Sara Whisnant, an undergraduate psychology major at Tennessee Tech University, is exploring employer hiring bias against the long-term unemployed. She will be working with unemployed job seekers and small businesses in the Middle Tennessee area to see how each group perceives a person's employability.
"Small businesses hire about 50 percent of workers in this area," said Whisnant. "It's important to look at the attitudes small business owners and hiring managers have toward job seekers who have received long-term benefits."
With a state unemployment rate of more than 9.5 percent , which is higher than the national rate, Whisnant's research may provide a glimpse into one barrier to employment.
Whisnant says through her research she will evaluate how long-term benefits—defined in her study as six-months or longer—determine how both employers and job seekers approach several topics:
· job search intensity
· acceptable reasons job seekers can't accept or turn down jobs offered to them while unemployed
· length of unemployment benefits
· amount of stress
· general attitude toward the benefits program.
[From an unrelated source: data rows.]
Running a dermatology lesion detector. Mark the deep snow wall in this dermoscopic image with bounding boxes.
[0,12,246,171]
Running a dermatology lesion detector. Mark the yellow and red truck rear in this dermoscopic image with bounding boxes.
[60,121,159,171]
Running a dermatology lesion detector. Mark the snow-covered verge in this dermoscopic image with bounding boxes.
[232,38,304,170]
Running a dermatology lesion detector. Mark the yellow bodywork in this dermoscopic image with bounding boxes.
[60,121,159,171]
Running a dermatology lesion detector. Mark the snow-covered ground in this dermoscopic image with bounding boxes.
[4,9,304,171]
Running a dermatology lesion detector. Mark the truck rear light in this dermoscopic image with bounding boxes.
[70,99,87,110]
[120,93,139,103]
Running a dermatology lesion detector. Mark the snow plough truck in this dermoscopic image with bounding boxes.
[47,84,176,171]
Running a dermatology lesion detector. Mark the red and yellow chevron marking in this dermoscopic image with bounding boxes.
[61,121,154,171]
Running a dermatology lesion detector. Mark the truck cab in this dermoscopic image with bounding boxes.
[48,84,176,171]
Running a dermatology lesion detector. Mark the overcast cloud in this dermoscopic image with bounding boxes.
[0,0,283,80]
"The basis for this type of research is evident in popular employment search sites, including Craigslist," said Matthew Zagumny, professor of counseling and psychology at TTU, who is working with Whisnant on her research. "The instructions for many employers directly say "unemployed may not apply.'
"It was shocking to me," he said. "The bias implies 'there is something wrong with you if you have been on benefits for a long time and we are looking for someone who is really good.'"
Whisnant, a senior who will graduate this December, received a Summer Research Grant Award from the Association for Psychological Science and Psi Chi International Honor Society to support her research.
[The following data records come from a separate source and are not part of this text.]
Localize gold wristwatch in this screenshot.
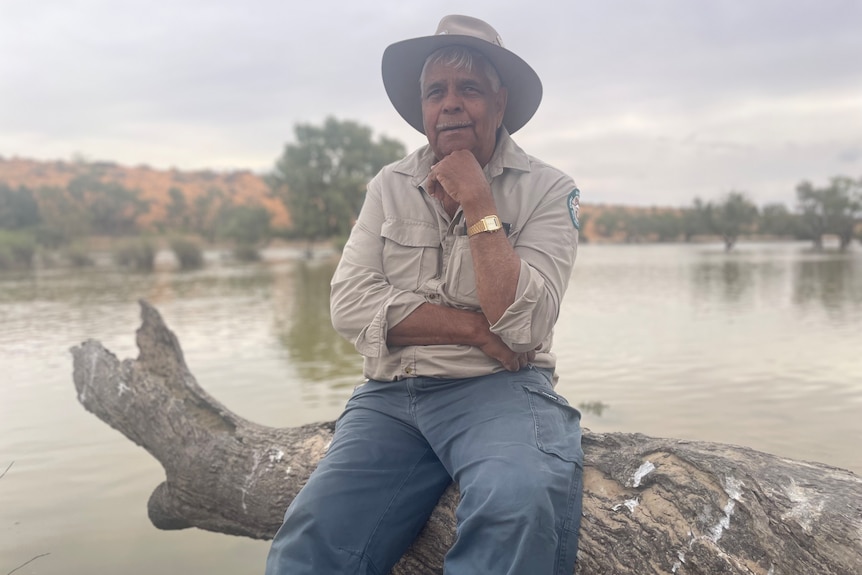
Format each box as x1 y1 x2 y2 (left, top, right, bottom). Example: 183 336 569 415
467 216 503 236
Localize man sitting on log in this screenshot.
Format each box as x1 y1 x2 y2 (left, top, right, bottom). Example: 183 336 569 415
266 16 583 575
"We encourage our undergraduate majors to pursue these types of research questions that can add to the knowledge available about issues that affect the everyday lives of people," said Zagumny.
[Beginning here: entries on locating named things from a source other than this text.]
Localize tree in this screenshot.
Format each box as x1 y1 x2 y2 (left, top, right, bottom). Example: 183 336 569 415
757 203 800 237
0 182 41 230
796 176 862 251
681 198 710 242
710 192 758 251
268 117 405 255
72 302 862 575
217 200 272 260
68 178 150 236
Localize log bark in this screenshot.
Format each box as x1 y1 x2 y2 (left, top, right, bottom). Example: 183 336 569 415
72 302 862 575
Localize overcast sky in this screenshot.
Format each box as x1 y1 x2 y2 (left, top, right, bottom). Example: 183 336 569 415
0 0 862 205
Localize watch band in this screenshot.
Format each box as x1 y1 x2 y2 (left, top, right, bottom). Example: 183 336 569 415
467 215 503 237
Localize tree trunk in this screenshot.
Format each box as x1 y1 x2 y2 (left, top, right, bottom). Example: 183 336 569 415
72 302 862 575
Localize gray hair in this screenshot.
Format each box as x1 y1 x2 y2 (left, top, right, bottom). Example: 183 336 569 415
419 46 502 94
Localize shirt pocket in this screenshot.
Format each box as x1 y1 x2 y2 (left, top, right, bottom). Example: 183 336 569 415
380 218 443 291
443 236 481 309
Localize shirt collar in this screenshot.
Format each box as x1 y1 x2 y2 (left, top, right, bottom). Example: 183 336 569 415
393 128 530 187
Whisnant is looking to interview at least 150 employers and 150 employees who have received long-term benefits. She's received permission from the state to work with area employment offices to administer the paper survey when large groups come in for testing. She will personally contact and interview area employers.
Her initial contacts will be in the Cookeville/Crossville area, but may expand into the Nashville and Murfreesboro communities.